Tip: Bind the annotation directly as a parameter (@annotation(loggable) plus a Loggable loggable argument). You get type-safe access to attributes like loggable.value() without reflection.

Ordering multiple aspects

When several aspects match the same method, control their nesting with @Order (or by implementing Ordered).

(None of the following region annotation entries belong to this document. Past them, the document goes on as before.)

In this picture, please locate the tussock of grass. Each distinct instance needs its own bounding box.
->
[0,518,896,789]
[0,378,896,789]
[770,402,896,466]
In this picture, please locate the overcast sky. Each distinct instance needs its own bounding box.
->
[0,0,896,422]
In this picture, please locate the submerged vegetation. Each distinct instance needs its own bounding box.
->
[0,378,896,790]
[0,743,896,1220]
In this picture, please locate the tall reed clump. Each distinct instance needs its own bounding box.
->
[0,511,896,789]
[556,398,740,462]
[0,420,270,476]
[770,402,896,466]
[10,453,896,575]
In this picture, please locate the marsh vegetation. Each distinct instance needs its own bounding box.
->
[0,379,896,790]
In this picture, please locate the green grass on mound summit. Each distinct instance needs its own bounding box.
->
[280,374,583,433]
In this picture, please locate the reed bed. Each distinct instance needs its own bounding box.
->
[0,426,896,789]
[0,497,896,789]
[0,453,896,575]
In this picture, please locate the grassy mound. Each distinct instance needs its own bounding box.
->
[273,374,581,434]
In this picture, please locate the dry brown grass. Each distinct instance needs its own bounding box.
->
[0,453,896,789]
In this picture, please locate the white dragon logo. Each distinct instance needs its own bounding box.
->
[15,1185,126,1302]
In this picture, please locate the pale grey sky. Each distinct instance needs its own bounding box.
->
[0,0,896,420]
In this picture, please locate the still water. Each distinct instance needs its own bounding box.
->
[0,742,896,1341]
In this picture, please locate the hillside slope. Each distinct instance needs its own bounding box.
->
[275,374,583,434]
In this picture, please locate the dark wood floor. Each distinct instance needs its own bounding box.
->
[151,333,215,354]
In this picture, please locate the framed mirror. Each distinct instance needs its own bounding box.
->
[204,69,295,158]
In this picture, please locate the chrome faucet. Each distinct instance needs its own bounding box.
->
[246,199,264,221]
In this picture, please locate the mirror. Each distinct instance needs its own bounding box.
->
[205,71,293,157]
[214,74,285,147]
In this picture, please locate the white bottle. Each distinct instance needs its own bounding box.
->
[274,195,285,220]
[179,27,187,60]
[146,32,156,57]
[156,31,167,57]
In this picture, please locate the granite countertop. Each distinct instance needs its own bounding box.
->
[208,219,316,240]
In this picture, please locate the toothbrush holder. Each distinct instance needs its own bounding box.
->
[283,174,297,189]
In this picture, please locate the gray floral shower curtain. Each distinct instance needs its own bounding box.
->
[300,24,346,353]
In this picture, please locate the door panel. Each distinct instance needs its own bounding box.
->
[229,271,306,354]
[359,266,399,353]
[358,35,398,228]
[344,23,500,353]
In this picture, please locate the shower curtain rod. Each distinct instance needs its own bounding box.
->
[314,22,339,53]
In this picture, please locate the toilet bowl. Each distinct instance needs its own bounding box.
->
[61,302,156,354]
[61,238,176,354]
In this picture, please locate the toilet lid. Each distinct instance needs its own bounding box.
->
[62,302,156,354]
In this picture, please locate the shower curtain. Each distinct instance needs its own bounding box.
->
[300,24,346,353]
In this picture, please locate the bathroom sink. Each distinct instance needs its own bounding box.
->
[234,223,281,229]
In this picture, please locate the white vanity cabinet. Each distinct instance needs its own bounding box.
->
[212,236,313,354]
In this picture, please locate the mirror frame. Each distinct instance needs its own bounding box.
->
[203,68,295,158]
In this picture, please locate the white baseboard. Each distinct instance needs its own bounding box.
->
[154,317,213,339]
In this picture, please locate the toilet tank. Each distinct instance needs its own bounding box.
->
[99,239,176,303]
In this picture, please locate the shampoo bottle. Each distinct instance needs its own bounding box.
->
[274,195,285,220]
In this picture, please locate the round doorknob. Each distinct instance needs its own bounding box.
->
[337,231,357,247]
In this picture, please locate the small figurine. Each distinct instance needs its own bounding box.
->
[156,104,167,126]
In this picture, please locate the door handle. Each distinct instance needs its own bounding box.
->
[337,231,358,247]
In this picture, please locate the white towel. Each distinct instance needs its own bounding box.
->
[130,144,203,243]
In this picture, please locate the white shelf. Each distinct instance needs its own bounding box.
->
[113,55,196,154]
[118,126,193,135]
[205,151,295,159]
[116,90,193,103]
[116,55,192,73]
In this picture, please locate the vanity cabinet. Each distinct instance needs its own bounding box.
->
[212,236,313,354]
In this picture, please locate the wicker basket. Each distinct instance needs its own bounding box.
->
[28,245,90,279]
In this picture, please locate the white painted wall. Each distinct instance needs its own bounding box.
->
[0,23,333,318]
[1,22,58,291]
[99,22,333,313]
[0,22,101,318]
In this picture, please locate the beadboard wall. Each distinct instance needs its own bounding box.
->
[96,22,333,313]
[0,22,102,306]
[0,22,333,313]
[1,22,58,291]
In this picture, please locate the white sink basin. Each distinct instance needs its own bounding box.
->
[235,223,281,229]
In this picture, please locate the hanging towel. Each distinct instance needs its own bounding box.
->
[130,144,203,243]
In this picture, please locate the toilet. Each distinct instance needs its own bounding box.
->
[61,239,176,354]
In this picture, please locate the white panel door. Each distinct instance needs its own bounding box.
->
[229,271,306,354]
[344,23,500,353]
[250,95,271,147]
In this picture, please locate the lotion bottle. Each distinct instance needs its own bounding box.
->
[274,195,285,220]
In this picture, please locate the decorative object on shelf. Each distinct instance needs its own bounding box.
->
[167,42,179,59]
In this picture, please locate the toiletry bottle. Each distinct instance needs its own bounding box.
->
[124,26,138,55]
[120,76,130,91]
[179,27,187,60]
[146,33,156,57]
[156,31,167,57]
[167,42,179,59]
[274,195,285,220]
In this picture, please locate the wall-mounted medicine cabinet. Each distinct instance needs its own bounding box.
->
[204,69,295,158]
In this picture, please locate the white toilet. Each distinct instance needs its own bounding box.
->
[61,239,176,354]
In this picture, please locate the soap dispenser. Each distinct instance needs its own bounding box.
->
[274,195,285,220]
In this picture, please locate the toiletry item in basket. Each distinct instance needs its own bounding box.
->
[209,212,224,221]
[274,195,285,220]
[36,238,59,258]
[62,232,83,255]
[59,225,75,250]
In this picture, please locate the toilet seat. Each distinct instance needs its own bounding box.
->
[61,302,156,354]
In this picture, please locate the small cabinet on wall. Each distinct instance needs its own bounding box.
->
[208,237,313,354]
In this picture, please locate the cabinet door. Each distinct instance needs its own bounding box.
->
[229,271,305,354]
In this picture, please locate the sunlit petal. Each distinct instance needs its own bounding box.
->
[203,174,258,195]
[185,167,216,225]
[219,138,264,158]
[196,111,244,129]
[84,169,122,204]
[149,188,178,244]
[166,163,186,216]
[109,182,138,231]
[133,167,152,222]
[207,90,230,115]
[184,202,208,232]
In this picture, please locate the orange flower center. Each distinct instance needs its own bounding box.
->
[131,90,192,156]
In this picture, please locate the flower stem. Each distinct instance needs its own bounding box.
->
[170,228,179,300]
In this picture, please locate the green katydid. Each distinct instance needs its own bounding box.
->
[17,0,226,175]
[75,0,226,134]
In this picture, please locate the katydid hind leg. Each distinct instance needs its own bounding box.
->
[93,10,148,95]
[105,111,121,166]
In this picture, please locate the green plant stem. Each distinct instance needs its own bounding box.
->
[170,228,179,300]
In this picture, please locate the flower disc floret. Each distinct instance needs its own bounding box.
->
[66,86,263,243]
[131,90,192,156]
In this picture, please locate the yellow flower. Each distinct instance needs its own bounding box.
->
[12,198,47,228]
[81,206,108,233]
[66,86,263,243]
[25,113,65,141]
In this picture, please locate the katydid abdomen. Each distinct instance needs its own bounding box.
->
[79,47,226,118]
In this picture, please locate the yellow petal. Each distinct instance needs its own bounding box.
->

A lower number has higher precedence and wraps the others on the outside.

@Aspect @Component @Order(1)  // outermost — runs first on the way in
public class SecurityAspect { /* ... */ }

@Aspect @Component @Order(2)  // inner — runs after security
public class LoggableAspect { /* ... */ }

For @Around advice the higher-precedence aspect’s proceed() invokes the next aspect, producing a clean onion of wrappers around the target.

Proxy limitations — read this before debugging

Because Spring AOP works through proxies, a few things silently do not get advised:

  • Self-invocation: a method calling another advised method on this bypasses the proxy, so the advice does not run. Move the advised method to another bean, or inject a proxy reference of self.
  • private and final methods: cannot be overridden by the proxy, so they cannot be advised. CGLIB also cannot subclass final classes.
  • static methods: never advised — there is no instance proxy involved.
  • Only beans managed by Spring are eligible; new-ed objects get no aspects.
@Service
public class ReportService {

    public void runAll() {
        for (Long id : ids()) {
            build(id);     // BUG: internal call — @Loggable does NOT fire
        }
    }

    @Loggable
    public void build(Long id) { /* ... */ }
}

Warning: Self-invocation silently disabling advice (including @Transactional) is the single most common AOP surprise. If an aspect “isn’t running,” check whether the target is being called from inside the same class.